DJL Malicious URL Detector Model Demo

Introduction

This repository contains a Demo application built using Deep Java Library(DJL). The application detects malicious urls based on a trained Character Level CNN model.

It uses a third-party dataset that is a amalgamation of the following malicious URL databases.

Benign

Custom automated webscraping of Alexa Top 1M with recursive depth of scraping of level 1

Malicious

Various blacklists
openphish
phishtank
Public GitHub faizann24
Some custom entries

The dataset can be found in the Malicious-URL-Detection-Deep-Learning repository.

Model architecture

The model has the following architecture.
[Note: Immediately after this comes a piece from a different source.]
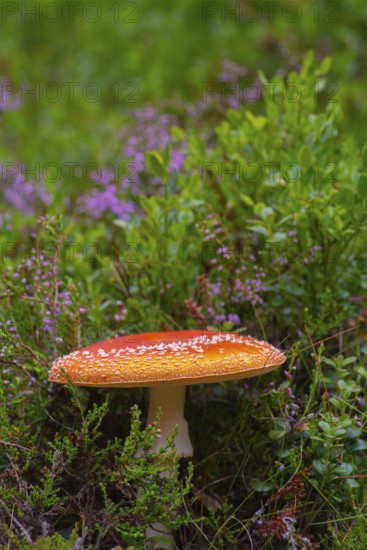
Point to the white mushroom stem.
(171, 399)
  (0): Conv1D(None -> 256, kernel_size=(7,), stride=(1,))
  (1): MaxPool1D(size=(3,), stride=(3,), padding=(0,), ceil_mode=False)
  (2): Conv1D(None -> 256, kernel_size=(7,), stride=(1,))
  (3): MaxPool1D(size=(3,), stride=(3,), padding=(0,), ceil_mode=False)
  (4): Conv1D(None -> 256, kernel_size=(3,), stride=(1,))
  (5): Conv1D(None -> 256, kernel_size=(3,), stride=(1,))
  (6): Conv1D(None -> 256, kernel_size=(3,), stride=(1,))
  (7): Conv1D(None -> 256, kernel_size=(3,), stride=(1,))
  (8): MaxPool1D(size=(3,), stride=(3,), padding=(0,), ceil_mode=False)
  (9): Flatten
  (10): Dense(None -> 1024, Activation(relu))
  (11): Dropout(p = 0.5)
  (12): Dense(None -> 1024, Activation(relu))
  (13): Dropout(p = 0.5)
  (14): Dense(None -> 2, linear)

There are 2 output classification labels, benign or malicious.

The general model structure is based on the Character level CNNs paper's model description.

Model Architecture

Model Architecture 2

Running the Proxy Server to detect malicious URLs

This demo contains a simple proxy server that can work with browsers to detect malicious URLs. This demo acts as a filter for malicious URLs. It works with both HTTP and HTTPs requests.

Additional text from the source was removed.